Earlier, Samuels had said that if there had been adequate international rules requiring protection of inventions and a forum to address them, the U.S. would have challenged Brazil there.

But there were no such rules or forum and hence the U.S. efforts to seek Uruguay round negotiations on intellectual property.

In the face of Brazil's "recalcitrance" in this case (in refusing U.S. demands), the U.S. had no effective international forum nor adequate international rules to apply and had hence imposed the tariffs on Brazilian products.

In the U.S. view, there was an imbalance in the rights and obligations in GATT that enabled Brazil to address a trade dispute affecting Brazilian exports while the U.S. was denied the right to address the Brazilian practices that affected U.S. trade interests.

While there were no rules to protect inventors in their "commercial transactions", and while awaiting such rules and dispute settlement procedures, "we cannot ... abandon these vital areas of commerce to robbery by ruling out trade-restrictive measures that may be necessary to respond to such robbery".

The U.S. measures, Samuels claimed, were not for its own benefit.
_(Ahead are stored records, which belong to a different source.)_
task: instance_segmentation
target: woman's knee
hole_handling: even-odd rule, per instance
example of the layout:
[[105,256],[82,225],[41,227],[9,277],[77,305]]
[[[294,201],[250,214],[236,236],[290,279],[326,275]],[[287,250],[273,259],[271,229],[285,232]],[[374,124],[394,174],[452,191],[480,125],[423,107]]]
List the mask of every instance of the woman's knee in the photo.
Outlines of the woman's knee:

By its success "in prying open previously closed markets", the U.S. would be benefiting exporters of these products around the world and authors and inventors of all countries.

The U.S. had raised the tariffs on Brazilian products because of all the CPS "Brazil alone has shown no intention of providing any form of patent protection for these products".

Samuels defiantly added: "we cannot terminate retaliation without provision by Brazil of product patent protection for pharmaceuticals and fine chemicals. There should be no illusion that a panel can help resolve this matter simply by examining one side of the issue".